I know this is easier said than done. The smartphone allows you that instant trigger to say, do and regret – all in a matter of seconds.
With most business communication done over texts and emails – and juggling multiple communications, all at once – this can oftentimes make you flip – and text the wrong thing in the heat of the moment.
Of course, we all have moments that we can later regret at leisure about the way we communicated or miscommunicated with the world at large.
The key is to realise that there are two essential ingredients to this finger-happy syndrome:
One, is the moment.
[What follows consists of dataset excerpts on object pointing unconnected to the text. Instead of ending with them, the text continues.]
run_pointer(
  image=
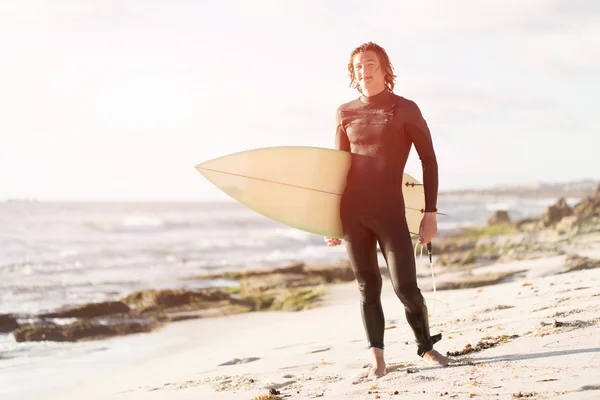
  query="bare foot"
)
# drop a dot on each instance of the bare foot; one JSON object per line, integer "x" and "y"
{"x": 437, "y": 357}
{"x": 379, "y": 368}
{"x": 377, "y": 371}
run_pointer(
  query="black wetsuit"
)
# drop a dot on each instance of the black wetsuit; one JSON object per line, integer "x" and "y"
{"x": 379, "y": 132}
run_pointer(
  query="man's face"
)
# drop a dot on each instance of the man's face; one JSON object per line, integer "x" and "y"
{"x": 368, "y": 72}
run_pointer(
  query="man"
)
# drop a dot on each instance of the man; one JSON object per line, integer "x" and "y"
{"x": 379, "y": 129}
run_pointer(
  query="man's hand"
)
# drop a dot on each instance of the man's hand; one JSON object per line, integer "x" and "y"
{"x": 331, "y": 242}
{"x": 428, "y": 228}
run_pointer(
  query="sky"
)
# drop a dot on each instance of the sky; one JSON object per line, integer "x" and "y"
{"x": 118, "y": 100}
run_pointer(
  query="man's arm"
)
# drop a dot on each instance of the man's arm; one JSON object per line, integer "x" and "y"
{"x": 341, "y": 138}
{"x": 417, "y": 129}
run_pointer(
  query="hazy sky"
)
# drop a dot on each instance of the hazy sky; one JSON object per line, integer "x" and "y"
{"x": 118, "y": 100}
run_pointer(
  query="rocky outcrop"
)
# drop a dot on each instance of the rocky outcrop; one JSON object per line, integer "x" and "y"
{"x": 79, "y": 331}
{"x": 161, "y": 300}
{"x": 499, "y": 217}
{"x": 8, "y": 323}
{"x": 90, "y": 310}
{"x": 576, "y": 262}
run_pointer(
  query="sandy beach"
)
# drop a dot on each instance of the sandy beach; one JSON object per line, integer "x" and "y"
{"x": 534, "y": 335}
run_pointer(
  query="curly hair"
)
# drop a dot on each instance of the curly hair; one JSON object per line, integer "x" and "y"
{"x": 384, "y": 60}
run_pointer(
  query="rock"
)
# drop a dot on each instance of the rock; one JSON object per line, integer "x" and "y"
{"x": 8, "y": 323}
{"x": 153, "y": 300}
{"x": 499, "y": 217}
{"x": 587, "y": 208}
{"x": 453, "y": 246}
{"x": 556, "y": 212}
{"x": 52, "y": 333}
{"x": 525, "y": 222}
{"x": 576, "y": 262}
{"x": 91, "y": 310}
{"x": 79, "y": 330}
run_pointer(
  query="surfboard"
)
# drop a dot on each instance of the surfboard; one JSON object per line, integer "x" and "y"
{"x": 298, "y": 186}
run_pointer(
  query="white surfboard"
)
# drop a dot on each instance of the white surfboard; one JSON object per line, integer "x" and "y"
{"x": 298, "y": 186}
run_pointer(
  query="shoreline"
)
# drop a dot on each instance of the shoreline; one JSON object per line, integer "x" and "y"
{"x": 533, "y": 321}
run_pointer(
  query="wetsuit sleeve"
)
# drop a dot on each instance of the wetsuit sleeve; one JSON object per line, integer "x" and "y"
{"x": 417, "y": 130}
{"x": 341, "y": 138}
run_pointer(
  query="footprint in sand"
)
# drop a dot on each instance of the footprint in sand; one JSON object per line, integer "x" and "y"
{"x": 237, "y": 361}
{"x": 392, "y": 367}
{"x": 319, "y": 350}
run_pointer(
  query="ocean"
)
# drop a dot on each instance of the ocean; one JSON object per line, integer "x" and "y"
{"x": 65, "y": 254}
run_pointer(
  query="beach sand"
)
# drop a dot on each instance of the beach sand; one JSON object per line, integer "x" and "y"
{"x": 537, "y": 336}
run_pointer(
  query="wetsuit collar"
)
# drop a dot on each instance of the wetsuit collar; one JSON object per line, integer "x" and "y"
{"x": 378, "y": 97}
And the more heated it is, the more dangerous could be its implications.
The other, is the object itself – the damn phone.
Over the years, I have tried hard to divert myself from being sucked into the limitless black hole that is the heat of the moment. Sometimes, I win. Sometimes I lose – and pretty badly. But the battle continues. And I hope to conquer the moment, someday.
The other aspect is what you can do with your phone in such moments of angst. The best way is to get it out of the way and take a stroll or focus on the weightier problems of life and work – which, if you are in business, will never cease to exist.
There are times when people egg you on to respond to their emails and texts, as if the world would collapse in your inability to do so. The beast is in a class of its own. I have seen and have also experienced business relationships built over years torn to tatters in a matter of minutes – with one irate message followed by another.
Sometimes I look and marvel at some people who do not carry smart phones. I feel envious that they don’t carry the monster with them… or is the monster within us?